Aku menatap kotak-kotak yang masih menumpuk dengan kaget. Apa-apaan ini? Apakah mereka membeli semuanya hanya karena tidak tahu apa yang disukainya? Apakah mereka berharap salah satu hadiah akan tepat sasaran?
Yah, itu pasti strategi. Pasti ada setidaknya satu barang di tumpukan itu yang sesuai dengan selera hyung.
“Saya hanya ingin memberinya sesuatu yang benar-benar disukainya. Jika saya memberinya terlalu banyak hadiah, mungkin akan terlihat seperti saya tidak memikirkannya.”

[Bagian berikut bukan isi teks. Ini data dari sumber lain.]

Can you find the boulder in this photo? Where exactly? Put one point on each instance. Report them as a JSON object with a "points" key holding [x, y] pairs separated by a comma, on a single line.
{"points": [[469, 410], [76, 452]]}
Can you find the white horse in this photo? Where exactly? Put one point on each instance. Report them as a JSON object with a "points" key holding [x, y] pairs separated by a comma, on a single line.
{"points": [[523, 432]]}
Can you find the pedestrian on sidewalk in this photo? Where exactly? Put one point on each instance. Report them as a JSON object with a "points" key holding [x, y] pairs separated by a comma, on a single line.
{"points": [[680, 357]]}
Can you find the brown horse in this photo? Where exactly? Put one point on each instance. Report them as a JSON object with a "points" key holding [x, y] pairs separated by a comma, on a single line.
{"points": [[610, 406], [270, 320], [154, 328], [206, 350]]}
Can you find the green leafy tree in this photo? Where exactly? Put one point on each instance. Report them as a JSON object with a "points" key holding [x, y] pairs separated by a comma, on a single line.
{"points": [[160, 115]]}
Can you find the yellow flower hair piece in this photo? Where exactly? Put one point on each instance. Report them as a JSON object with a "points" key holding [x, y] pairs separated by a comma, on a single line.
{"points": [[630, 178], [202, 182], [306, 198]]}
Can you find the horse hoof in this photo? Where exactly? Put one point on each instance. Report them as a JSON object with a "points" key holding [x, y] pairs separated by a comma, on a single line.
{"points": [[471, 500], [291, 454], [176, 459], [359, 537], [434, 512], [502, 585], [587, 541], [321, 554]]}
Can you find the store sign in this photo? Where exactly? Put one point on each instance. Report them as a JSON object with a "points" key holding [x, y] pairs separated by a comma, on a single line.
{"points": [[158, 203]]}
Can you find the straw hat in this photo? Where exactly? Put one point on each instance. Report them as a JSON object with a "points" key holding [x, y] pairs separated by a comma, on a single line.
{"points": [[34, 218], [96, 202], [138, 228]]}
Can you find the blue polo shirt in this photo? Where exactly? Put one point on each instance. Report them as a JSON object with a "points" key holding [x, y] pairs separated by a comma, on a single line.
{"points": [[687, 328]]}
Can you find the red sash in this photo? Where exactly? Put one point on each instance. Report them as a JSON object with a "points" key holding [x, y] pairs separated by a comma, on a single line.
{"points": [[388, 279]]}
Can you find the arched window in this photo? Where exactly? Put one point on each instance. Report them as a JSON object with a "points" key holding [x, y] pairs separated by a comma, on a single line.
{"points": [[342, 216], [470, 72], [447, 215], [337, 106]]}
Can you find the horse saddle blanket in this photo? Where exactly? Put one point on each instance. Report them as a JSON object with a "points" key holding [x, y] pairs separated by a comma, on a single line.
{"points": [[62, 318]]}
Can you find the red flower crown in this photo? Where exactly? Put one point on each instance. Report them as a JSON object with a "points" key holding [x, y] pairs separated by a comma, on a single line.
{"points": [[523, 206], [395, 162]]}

Sebenarnya, bukankah itu merupakan bentuk perhatian yang baik ketika jumlah hadiah melebihi ambang batas tertentu? Bagaimana mungkin seseorang dapat mengalahkan upaya menyiapkan lebih dari seratus hadiah hanya untuk membuatnya sempurna?
Namun, aku tak tega untuk langsung menolak atau mengabaikan usaha keenam pasang mata yang menatapku dengan sungguh-sungguh.
Tiga pasang dari antaranya milik orang-orang yang kukenal baik, dua milik orang senior, dan yang terakhir milik seseorang yang kedudukannya jauh di atasku, sehingga aku bahkan tak bisa bermimpi untuk menolaknya.
“Yah, mungkin… sesuatu yang belum dimilikinya?”
Irina menimpali sementara aku merenungkan situasi itu, sambil melirik tumpukan kardus.
Itu pendekatan yang bagus. Jika kita tidak tahu apa yang disukainya, mungkin kita bisa memberinya sesuatu yang belum dimilikinya. Lagi pula, hadiah terbaik adalah hadiah yang tidak akan Anda beli untuk diri sendiri tetapi akan membuat Anda senang menerimanya dari orang lain.
Apa yang tidak dimilikinya?
Namun, saya juga tidak dapat menemukan jawabannya. Saya bahkan tidak tahu apa yang dimilikinya sejak awal, jadi bagaimana saya bisa tahu apa yang tidak dimilikinya?
…Tunggu.
“Liburan?”
Aku langsung mengutarakan hal pertama yang terlintas di pikiranku tanpa berpikir panjang.
Atau mungkin… bukan sekadar liburan. Bagaimana dengan masa pensiun?
Jika kami mencari sesuatu yang sangat diinginkan hyung tetapi tidak dimilikinya, maka waktu istirahat atau pensiun tampaknya menjadi pilihan terbaik.